Starting next year, publicly traded companies on the Nasdaq exchange will be required to annually disclose the demographic composition of their boards “using a standardized template” and have at least two board members that identify as female, LGBTQ, or a member of a racial minority group.
If they don’t have at least two diverse directors, they’ll have to explain why in their report.
“Our goal with this proposal is to provide a transparent framework for Nasdaq-listed companies to present their board composition and diversity philosophy effectively to all stakeholders,” Adena Friedman, president and CEO of Nasdaq, said in a release. “We believe this listing rule is one step in a broader journey to achieve inclusive representation across corporate America.”
Illinois and California have had state-level board diversity laws in place, but this represents the first standard with a scope affecting such a significant portion of the world’s largest companies.
“I think we have seen a lot of improvement in diverse representation at the board level for companies in these states because of these requirements,” Wes Bricker, a vice chair and U.S. trust solutions co-leader at PwC, told Fortune. “Boards that are not prioritizing diversity are doing themselves a disservice, regardless of what the laws and requirements are,” he later added.
The SEC approved the new rule Aug. 6, and the first board diversity reporting will be due via the companies’ annual report on Form 10-K or 20-F filings by August of next year. Friedman previously explained to Fortune how Nasdaq’s reporting requirements sit atop the SEC’s to provide a clearer picture of a company’s health and governance.
“The SEC requires enormous amounts of disclosure around business performance, business risks, operating risks, and financial performance,” she said. “Nasdaq then supplements that with more information we require regarding boards and governance. We examine the independence of board members, the composition of committees; governance has become our domain of expertise.”
The reasons for making this push are clear to Friedman, the SEC, and much of the business community: Investors are demanding greater diversity in leadership, and the long-term benefits of board and corporate diversity are becoming apparent as well.
“There’s a growing amount of evidence that diversity on boards is correlated with improved outcomes in two areas: risk controls—that’s important to us because investor protection is critical—and financial performance,” Friedman said.

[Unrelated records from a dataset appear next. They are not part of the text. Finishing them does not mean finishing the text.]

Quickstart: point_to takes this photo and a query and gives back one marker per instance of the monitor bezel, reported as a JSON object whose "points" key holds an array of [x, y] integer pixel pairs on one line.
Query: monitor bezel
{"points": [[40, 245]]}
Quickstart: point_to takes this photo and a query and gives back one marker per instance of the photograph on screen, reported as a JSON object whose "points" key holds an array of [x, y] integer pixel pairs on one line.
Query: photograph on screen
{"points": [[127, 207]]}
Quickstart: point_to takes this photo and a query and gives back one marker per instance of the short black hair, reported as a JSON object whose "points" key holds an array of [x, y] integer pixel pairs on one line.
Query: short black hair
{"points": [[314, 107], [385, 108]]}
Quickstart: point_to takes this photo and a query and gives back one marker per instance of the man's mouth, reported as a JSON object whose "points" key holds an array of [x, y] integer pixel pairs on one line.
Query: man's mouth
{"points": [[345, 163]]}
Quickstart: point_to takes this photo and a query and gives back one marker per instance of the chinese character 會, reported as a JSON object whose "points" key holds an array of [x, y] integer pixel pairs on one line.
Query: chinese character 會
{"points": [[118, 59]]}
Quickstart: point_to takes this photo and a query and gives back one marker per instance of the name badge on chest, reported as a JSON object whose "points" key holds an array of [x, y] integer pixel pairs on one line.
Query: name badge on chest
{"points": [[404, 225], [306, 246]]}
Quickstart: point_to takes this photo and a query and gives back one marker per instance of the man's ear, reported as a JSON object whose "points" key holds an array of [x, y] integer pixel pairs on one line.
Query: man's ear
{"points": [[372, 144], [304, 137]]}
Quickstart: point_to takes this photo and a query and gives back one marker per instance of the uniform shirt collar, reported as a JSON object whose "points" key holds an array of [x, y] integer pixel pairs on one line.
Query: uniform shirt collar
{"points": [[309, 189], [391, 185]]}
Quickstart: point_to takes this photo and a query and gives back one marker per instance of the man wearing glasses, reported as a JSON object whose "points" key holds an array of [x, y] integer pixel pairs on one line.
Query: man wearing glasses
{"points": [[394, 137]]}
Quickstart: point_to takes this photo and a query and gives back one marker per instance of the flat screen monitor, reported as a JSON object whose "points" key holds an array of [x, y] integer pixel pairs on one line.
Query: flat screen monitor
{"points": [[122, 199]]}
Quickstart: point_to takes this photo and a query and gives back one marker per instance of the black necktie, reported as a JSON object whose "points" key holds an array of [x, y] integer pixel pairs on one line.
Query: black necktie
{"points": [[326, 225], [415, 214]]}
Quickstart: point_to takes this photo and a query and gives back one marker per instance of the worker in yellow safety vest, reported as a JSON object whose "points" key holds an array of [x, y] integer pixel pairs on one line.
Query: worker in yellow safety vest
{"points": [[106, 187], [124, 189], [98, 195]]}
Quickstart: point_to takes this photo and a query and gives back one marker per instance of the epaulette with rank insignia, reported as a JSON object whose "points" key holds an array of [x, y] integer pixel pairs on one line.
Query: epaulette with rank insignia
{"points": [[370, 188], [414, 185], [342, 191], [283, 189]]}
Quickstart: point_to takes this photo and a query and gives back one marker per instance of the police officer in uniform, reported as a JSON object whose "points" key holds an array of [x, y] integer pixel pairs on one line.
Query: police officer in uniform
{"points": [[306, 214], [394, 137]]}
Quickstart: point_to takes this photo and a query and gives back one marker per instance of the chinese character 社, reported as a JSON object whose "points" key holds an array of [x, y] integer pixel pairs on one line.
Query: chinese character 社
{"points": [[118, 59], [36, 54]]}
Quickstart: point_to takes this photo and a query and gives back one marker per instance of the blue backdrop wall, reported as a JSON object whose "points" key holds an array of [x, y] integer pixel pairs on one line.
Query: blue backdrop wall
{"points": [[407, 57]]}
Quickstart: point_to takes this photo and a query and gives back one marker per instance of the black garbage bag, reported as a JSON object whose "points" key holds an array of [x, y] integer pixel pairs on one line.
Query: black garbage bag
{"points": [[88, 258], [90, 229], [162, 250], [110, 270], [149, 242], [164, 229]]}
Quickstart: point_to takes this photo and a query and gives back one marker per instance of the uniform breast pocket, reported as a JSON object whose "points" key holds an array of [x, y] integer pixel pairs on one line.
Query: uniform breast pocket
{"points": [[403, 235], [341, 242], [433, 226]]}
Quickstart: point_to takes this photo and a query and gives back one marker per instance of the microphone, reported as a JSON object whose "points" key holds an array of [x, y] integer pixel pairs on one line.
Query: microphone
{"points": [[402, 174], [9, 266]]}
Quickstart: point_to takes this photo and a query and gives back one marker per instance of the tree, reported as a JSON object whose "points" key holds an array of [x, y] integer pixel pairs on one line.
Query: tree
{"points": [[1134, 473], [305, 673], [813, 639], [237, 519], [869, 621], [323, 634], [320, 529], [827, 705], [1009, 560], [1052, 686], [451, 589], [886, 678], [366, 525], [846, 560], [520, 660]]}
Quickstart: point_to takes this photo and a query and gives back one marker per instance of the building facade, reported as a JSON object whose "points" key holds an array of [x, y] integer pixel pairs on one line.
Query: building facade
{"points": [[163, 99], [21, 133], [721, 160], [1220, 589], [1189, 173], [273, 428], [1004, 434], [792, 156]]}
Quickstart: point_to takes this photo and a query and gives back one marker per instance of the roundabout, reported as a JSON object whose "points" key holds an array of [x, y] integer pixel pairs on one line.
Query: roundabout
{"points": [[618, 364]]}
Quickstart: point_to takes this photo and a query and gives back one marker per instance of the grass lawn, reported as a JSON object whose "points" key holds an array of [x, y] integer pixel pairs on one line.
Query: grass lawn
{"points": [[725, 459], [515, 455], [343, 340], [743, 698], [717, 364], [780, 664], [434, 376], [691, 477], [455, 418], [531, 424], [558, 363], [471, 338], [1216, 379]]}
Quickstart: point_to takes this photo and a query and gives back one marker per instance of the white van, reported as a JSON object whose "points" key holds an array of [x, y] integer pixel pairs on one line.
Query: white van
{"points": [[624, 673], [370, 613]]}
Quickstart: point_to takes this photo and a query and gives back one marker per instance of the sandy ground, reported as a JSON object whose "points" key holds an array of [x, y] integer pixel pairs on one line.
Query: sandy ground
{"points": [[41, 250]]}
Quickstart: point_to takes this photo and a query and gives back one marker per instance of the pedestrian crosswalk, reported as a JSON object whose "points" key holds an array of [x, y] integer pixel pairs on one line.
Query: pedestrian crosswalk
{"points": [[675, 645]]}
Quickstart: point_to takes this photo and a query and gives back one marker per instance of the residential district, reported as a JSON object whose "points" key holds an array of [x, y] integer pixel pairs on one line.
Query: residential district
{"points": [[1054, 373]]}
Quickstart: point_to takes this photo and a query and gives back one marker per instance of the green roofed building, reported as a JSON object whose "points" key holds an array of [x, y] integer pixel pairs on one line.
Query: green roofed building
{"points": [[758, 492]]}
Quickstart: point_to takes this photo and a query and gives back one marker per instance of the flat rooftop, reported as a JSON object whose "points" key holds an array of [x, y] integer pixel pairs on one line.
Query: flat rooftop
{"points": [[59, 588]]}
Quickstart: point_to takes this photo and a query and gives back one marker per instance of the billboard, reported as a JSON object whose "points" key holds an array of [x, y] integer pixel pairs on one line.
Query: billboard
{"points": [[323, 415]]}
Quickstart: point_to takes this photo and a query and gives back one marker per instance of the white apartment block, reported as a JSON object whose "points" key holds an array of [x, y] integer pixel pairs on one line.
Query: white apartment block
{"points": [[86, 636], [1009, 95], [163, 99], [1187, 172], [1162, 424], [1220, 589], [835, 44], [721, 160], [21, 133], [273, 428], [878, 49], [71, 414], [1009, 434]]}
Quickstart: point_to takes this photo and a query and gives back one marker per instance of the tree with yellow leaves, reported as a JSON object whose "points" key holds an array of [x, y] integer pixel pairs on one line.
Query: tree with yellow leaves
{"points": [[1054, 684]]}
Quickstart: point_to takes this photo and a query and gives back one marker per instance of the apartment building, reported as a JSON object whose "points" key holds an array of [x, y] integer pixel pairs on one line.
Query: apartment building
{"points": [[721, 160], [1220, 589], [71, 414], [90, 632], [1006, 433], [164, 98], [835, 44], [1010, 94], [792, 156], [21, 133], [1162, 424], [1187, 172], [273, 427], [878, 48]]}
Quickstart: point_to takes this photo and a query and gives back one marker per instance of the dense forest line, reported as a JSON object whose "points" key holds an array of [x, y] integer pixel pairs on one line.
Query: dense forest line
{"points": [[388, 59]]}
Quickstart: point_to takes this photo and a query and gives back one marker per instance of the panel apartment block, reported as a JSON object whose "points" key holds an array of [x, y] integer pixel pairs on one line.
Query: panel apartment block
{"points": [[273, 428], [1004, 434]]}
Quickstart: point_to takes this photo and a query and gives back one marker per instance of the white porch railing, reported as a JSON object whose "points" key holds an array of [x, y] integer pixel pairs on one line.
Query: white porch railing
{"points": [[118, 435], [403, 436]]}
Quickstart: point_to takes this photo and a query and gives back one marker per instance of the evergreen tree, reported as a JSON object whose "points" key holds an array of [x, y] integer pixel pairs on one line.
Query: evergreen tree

Belen Gomez, vice president at Equilar, a company that Nasdaq is partnering with on this initiative, told Fortune that while board members historically have mostly been former CEOs and CFOs, companies looking to fill a board seat are now looking to former general counsels, chief human resource officers, and even technical leaders as well. She added that the GCs and CHROs, in particular, are attractive candidates for their ability to support environmental, social, and governance priorities.
“You don’t necessarily need a boardroom full of CEOs,” Gomez said. “Really thinking about different functional areas that add a lot of value and contribute a lot of great experiences and ideas around the table, the conversation has definitely shifted in terms of the other types of roles, and types of experiences that boards are expanding their scope and really looking at.”
Equilar’s database of over a million diverse board candidates is available to Nasdaq-listed companies and clients at no cost so that they can find people to help meet these new requirements. Gomez said this offering is meant to eliminate the common excuse from board selection committees that they don’t know of any qualified, diverse candidates or have any way of finding them.
Another common reason for the lack of diversity on boards, Bricker said, is poor succession planning at this level.
“Many companies wait for a director to retire before they even think about putting a succession plan in place,” he explained. “This last-minute reactive approach often impedes effective recruitment and hinders diversity progress.”
While it’s not always easy to add a new board member to meet the requirement, Bricker said it can be “a great solution,” even if it’s temporary, to increase the size of the board to allow for additions. “This is especially true if your board does not already have a robust individual director assessment process in place,” he added.
Bricker noted that many companies were already advancing their efforts in this space before it became a regulation, and those were the ones who have had the easiest time meeting this requirement or any other diversity requirements that will come through in the future.
“We have long known that diverse perspectives lead to open collaboration and more equitable, sustainable outcomes,” Bricker said. “Taking steps to diversify your board can deepen trust with your investors and stakeholders—falling short of what’s required may not sit well with them, and they are the ones who will be holding companies accountable.”